The Pioneer Edit Desk, Editorial, 18 June 2008
Ahmadiyas are Indians, too
The cancellation of a conference of the Ahmadiya community by the Andhra Pradesh Government last Sunday is a gross infringement of the secular principles on which the country is founded. The State Government cancelled this conference, which was to be held at the open air Lalitha Kala Thornam in Hyderabad, by citing a patently spurious 'technical' reason -- that there was a "major breakdown" in the electricity supply line. This would have held more water had it not been that several fundamentalist Muslim organisations, which are not particularly representative but claim to be so, had threatened to besiege the place if the Ahmadiyas were allowed to hold the proposed meeting. Clearly the Congress Government in the State was eager to oblige these organisations and thus appease mullahs as part of the party's minority appeasement policy that subverts India's secular polity and divides its society along communal lines. This abject capitulation is in keeping with the manner in which the Congress-led UPA Government at the Centre has been pandering to Muslim fanatics under the cover of 'secular' politics. Such capitulation flies in the face of constitutional guarantees and is unacceptable. Followers of every religion, faith and sect are free to practice and preach their beliefs in India; by disallowing the Ahmadiya conference, the Government of Andhra Pradesh, which has sworn to uphold the Constitution of India, has abridged this fundamental right and thus harmed the cause of liberty. Indeed, what the Congress has done is to legitimise the persecution of Ahmadiyas by fundamentalist Muslims -- what is widespread in Islamic countries where theocracy prevails over democracy, has now been given official recognition in India. Coming as it does in the wake of Bangladeshi dissident writer Taslima Nasreen being hounded out of this country simply because some mullahs and their cohorts wedded to intolerant Islam and given to violence in the name of Islam willed it so, the cancellation of the Ahmadiya meeting only serves to confirm, if at all confirmation was needed, that the Prime Minister's "Muslims first" policy is in reality "Muslim fanatics first" policy. In the process, India has been shamed, though not for the first time on account of the Congress's perverse notions of 'secularism'.
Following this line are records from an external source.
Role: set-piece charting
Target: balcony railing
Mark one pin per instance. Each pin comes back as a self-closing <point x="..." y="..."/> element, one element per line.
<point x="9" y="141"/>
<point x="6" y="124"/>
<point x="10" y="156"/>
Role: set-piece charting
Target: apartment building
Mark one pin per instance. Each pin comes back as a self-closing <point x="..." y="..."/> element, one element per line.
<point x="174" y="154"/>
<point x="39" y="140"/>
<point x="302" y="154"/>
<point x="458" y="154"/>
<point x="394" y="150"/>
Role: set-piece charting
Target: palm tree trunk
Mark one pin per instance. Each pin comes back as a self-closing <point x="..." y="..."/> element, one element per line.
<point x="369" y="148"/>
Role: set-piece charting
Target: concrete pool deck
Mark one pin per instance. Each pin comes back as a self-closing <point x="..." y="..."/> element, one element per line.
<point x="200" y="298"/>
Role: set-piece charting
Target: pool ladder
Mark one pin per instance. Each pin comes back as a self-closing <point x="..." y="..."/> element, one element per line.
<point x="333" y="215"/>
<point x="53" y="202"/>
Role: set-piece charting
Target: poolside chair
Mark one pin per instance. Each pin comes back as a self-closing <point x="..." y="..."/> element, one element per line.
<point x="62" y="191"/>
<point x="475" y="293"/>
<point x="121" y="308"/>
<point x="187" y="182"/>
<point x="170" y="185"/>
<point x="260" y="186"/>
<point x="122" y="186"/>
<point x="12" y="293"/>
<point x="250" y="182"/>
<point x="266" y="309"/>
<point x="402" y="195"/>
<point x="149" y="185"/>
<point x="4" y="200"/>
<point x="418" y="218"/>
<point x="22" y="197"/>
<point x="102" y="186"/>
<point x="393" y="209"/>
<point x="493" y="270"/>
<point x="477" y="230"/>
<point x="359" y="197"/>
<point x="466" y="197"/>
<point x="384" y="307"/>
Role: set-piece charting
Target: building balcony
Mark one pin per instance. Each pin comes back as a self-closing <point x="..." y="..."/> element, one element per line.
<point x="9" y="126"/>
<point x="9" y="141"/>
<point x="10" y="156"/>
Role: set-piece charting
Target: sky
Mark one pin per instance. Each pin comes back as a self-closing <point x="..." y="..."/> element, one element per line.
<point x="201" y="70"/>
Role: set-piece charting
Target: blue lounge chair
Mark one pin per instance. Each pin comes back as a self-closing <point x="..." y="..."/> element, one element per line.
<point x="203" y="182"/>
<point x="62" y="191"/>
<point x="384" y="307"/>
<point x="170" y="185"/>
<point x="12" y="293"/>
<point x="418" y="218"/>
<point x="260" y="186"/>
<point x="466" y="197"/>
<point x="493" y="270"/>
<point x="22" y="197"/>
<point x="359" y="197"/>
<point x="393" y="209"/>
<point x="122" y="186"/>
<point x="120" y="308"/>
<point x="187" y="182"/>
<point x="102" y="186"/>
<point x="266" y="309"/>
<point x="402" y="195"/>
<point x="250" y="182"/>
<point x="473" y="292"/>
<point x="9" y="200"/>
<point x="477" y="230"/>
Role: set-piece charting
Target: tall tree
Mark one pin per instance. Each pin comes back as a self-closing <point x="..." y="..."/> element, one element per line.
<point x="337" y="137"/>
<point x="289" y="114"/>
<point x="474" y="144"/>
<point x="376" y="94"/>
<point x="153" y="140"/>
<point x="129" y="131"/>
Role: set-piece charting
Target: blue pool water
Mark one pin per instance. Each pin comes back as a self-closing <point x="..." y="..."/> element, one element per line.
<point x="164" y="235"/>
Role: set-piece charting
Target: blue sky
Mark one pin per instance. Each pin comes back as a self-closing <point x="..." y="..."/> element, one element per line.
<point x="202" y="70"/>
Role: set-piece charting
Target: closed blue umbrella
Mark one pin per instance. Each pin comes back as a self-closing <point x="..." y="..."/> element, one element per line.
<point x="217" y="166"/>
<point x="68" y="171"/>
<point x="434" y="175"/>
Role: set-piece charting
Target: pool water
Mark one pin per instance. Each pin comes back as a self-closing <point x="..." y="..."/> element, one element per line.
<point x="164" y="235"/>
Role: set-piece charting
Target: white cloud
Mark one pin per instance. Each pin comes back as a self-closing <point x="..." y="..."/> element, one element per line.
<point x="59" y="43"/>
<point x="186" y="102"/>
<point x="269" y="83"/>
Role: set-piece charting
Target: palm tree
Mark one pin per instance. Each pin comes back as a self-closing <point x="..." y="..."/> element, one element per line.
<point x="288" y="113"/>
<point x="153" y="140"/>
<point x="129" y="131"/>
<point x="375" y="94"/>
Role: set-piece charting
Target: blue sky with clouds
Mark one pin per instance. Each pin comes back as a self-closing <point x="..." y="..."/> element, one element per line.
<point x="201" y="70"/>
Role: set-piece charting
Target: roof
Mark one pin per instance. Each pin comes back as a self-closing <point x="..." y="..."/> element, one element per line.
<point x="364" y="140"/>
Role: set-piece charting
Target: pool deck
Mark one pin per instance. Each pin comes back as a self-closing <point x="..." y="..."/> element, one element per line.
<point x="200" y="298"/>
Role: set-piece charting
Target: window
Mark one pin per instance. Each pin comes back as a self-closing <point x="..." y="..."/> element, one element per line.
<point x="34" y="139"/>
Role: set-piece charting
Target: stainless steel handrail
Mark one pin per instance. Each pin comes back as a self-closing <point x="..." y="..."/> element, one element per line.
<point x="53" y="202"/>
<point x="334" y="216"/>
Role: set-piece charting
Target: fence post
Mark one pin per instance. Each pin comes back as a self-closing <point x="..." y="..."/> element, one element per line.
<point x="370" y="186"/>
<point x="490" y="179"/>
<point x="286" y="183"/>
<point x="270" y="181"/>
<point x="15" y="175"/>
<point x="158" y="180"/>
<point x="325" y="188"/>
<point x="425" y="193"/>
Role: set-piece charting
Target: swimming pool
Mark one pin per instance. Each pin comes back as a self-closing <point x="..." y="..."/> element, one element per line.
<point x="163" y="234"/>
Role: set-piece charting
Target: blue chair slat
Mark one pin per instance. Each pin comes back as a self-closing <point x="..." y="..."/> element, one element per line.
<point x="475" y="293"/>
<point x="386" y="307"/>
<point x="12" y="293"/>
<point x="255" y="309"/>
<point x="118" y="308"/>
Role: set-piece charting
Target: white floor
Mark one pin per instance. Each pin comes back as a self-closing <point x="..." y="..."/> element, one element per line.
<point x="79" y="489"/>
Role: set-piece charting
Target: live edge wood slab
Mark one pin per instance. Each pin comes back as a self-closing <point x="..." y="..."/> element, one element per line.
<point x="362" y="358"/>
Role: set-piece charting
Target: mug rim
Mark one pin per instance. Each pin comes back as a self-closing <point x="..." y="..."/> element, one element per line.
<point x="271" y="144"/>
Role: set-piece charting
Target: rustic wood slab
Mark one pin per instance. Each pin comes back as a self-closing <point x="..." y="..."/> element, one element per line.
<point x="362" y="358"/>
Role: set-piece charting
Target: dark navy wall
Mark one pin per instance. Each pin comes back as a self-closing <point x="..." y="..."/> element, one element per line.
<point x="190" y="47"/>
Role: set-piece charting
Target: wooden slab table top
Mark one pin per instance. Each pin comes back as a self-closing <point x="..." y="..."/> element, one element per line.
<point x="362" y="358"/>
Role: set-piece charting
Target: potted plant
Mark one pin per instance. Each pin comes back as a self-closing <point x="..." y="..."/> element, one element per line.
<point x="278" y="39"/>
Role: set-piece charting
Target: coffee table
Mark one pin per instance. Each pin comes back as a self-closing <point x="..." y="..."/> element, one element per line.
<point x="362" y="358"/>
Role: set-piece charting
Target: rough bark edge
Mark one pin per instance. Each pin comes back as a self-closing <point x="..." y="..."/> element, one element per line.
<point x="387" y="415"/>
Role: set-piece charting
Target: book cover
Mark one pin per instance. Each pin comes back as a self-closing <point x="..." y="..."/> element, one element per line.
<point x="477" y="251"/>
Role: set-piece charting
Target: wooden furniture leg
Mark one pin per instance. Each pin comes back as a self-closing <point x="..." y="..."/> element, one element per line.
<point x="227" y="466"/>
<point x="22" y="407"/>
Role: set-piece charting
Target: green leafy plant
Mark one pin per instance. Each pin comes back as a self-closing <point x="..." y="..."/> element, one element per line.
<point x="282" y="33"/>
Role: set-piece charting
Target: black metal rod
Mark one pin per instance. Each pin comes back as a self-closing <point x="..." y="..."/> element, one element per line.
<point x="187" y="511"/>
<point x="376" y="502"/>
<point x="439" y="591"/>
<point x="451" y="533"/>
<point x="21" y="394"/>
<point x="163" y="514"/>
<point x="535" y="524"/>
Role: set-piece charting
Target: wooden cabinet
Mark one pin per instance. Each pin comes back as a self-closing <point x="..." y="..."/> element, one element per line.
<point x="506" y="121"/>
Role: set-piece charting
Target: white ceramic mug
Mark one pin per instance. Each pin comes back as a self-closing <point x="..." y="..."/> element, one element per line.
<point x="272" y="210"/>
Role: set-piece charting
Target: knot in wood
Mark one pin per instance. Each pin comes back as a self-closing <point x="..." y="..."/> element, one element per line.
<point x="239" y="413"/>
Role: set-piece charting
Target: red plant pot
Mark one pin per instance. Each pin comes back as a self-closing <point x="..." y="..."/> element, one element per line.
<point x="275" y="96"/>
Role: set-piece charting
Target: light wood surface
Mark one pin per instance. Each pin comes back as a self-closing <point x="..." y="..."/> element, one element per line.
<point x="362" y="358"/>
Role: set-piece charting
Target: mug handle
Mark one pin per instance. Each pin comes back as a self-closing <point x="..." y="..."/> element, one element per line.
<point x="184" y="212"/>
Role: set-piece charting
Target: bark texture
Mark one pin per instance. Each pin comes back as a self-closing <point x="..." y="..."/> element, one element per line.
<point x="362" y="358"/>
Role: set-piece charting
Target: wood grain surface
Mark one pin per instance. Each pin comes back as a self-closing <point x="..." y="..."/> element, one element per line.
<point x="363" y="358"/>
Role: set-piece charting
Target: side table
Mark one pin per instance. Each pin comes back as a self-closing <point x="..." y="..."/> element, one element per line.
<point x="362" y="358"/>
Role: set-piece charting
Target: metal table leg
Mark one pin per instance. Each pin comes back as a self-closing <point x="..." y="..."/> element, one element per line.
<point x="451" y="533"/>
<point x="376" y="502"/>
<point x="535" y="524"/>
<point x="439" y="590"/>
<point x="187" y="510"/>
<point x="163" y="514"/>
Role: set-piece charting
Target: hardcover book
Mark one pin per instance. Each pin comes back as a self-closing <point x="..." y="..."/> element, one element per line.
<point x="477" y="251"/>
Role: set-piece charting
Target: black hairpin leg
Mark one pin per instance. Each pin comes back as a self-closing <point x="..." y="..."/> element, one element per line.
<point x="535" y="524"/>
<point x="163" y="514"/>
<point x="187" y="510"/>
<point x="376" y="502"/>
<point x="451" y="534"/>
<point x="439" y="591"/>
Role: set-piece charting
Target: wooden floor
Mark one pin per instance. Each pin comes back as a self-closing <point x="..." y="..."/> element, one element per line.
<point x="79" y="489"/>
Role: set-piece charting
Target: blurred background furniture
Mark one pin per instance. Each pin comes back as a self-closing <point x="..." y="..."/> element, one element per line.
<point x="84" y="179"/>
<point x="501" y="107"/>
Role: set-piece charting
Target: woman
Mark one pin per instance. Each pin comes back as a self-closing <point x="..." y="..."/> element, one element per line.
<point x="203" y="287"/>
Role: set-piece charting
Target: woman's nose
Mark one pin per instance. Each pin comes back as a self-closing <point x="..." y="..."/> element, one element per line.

The Ahmadiyas are as Islamic as those Muslims who deny them the right to practice Islam and thus denude them of their religious identity. In any event, it is not for a secular state to decide who is or is not a Muslim -- or, for that matter, a Hindu, a Christian or a Sikh -- nor is it incumbent on a secular state to accept the primacy of one sect over another. What the Andhra Pradesh Government has done, and knowingly so, is to set an extremely dangerous and sinister precedent. Its decision will embolden fanatics to force their warped perception on both the state and society. To prevent this from happening and to dampen the spirit of those who are celebrating the suppression of the rights of Ahmadiyas in free India, everybody who cherishes liberty and pluralism must protest against the Andhra Pradesh Government's decision. It would be nice to see our self-righteous human rights activists speak up in support of the Ahmadiyas. It would also be in order for the Opposition to rally support for this persecuted community, unless it is as desperate as the Congress to stoop to any extent for a fistful of votes.